Columbia-class SSBNs
Ballistic-missile submarines (SSBNs) field more than 70 percent of the nation’s nuclear arsenal and are considered the most survivable leg of the nuclear triad.21 After many decades of service, the Ohio-class SSBNs are set to retire in the coming years. The keel-laying of the first boat of the Columbia-class took place in June 2022.22 The first-in-class of the new submarine, the USS District of Columbia (SSBN-826), is expected to make its first strategic deterrent patrol in 2031, 50 years after the first Ohio-class boat was commissioned, and is expected to serve until the 2080s.23
The class will consist of 12 boats, down from the 14 existing nuclear-capable Ohio-class boats. The Columbia class will meet existing operational requirements with fewer boats by fielding a new nuclear reactor, one of its chief enhancements. The new reactor is expected to serve through the full life of the hull, eliminating the need for a costly and time-consuming mid-life refueling overhaul. While the Columbia-class boats are still expected to require mid-life overhauls for purposes unrelated to refueling, the overhauls are expected to require roughly half the time of the more extensive Ohio-class overhauls.24
The Columbia class will be slightly larger than the Ohio class with a fully submerged displacement of nearly 21,000 tons, making it the largest U.S. submarine ever constructed.25 Despite the larger displacement, the Columbia class will feature a reduction in payload capacity, featuring 16 submarine-launched ballistic-missile (SLBM) tubes compared with the 24 of the Ohio class.26 This reduction lowers the cost of the program while retaining enough capability to meet projected needs.27
Senior Navy officials have consistently stated that the Columbia-class submarine is the service’s top procurement priority, implying the program will secure the funding it needs even if it must be drawn from other Navy programs.28 In its FY2023 budget estimate, the Navy estimated the total procurement cost of the program at $112 billion for the 12-boat class. The lead boat of the class is expected to cost more than $15 billion, making it the most expensive warship ever built, surpassing even the USS Gerald R. Ford (CVN-78). The rest of the Columbia class is expected to average about $7.4 billion per boat.29 However, the Government Accountability Office has argued that the Navy’s cost estimates for the program are “overly optimistic,” and the delivery schedule of the first boat is “aggressive and leaves little room for error.”30
The Columbia class could serve the nation and its nuclear deterrent mission for decades. But the class may have another, less-helpful legacy. Its significant cost and the Navy’s steadfast commitment to see the program to completion place considerable pressure on the shipbuilding budget more broadly. This pressure may result in a reduction of planned procurement quantities of other warships and lead to a smaller Navy than projected.31
Block V Tomahawk Cruise Missile
The Tomahawk cruise missile has been at the forefront of much of the Navy’s power projection capability in recent decades. The widely fielded missile provides a standoff capability with high volume of fire, offering commanders and decision-makers a variety of options for influencing events ashore. Introduced in 1984 and first fired in combat in the 1991 Gulf War, the Tomahawk is expected to continue serving for decades.32 The first Block V Tomahawks were delivered to the Navy in 2021.33 All existing Navy Block IV Tomahawks will be recertified and upgraded into Block V variants in the coming years.34
Block V introduces upgrades that enhance the Tomahawk’s capabilities, especially for high-end warfighting. These upgrades include electronic hardening of communication and navigation systems that decrease the missile’s dependence on GPS while making it more difficult to jam.35 In a contested electromagnetic environment, these capabilities could prove critical in ensuring Tomahawk salvos can reach their targets even when lacking critical enablers.

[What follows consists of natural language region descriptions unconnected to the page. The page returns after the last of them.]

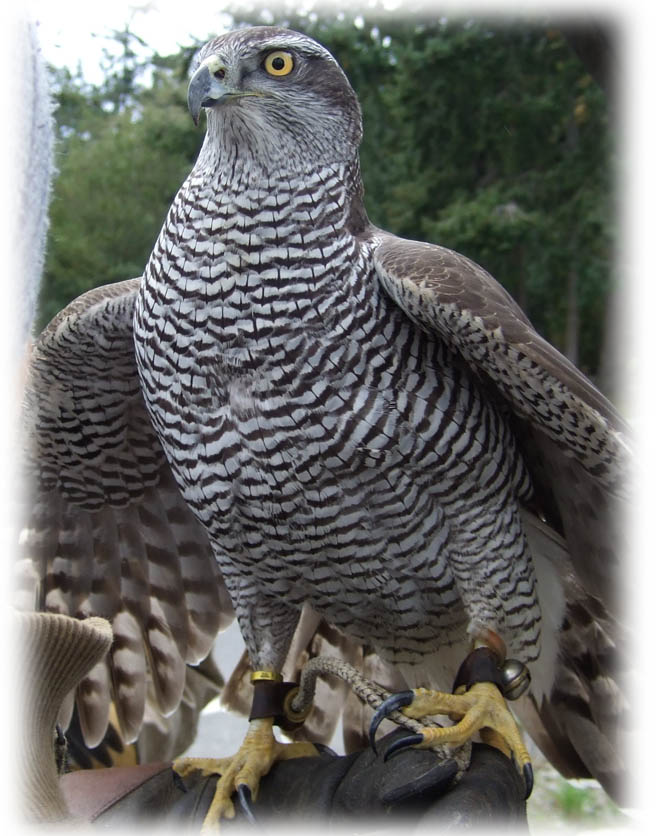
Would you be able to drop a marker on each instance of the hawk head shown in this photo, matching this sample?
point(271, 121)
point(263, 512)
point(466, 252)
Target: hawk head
point(275, 96)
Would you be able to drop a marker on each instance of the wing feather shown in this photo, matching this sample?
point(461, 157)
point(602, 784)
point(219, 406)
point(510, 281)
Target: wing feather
point(106, 529)
point(576, 449)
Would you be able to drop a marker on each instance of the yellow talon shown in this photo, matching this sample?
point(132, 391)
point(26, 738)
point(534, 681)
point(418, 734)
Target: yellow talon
point(482, 707)
point(257, 754)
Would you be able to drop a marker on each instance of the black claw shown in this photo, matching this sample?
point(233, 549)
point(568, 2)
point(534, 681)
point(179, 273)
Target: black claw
point(393, 703)
point(528, 779)
point(402, 743)
point(245, 800)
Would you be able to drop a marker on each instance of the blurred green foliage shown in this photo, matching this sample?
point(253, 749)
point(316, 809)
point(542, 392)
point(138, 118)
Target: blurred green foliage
point(488, 138)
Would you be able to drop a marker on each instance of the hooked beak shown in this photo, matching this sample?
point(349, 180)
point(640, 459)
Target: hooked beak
point(205, 89)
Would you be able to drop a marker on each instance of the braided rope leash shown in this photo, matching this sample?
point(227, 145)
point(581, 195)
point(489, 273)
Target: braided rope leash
point(299, 701)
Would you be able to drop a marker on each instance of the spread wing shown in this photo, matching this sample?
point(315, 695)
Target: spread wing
point(575, 445)
point(106, 531)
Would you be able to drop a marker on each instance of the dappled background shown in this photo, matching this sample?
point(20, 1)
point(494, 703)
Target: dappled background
point(493, 138)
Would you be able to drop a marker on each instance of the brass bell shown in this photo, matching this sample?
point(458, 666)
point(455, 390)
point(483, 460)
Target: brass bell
point(515, 678)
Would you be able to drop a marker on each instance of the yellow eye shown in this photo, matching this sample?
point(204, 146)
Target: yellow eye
point(279, 63)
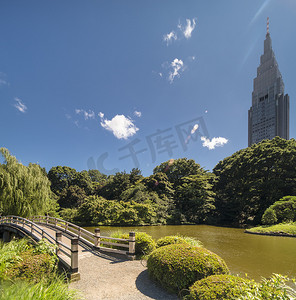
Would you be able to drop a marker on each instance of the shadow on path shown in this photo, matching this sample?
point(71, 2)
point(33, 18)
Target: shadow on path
point(148, 288)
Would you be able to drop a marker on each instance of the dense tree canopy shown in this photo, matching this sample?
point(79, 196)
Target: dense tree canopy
point(24, 191)
point(178, 168)
point(195, 198)
point(252, 179)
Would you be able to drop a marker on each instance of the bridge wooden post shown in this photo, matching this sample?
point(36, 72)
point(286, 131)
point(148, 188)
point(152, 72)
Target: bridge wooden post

Block V Tomahawks also will be coming to other services. With the demise of the U.S.-Russia Intermediate-Range Nuclear Forces (INF) treaty and a growing interest in land-based, long-range missile capability, the Navy issued a contract in 2022 for 154 Block V missiles to be split between the fleet, the Marine Corps, and the Army.36 The Tomahawk may play a critical enabling role for those other services’ concepts of expeditionary advanced base operations (EABO) and multidomain operations, respectively.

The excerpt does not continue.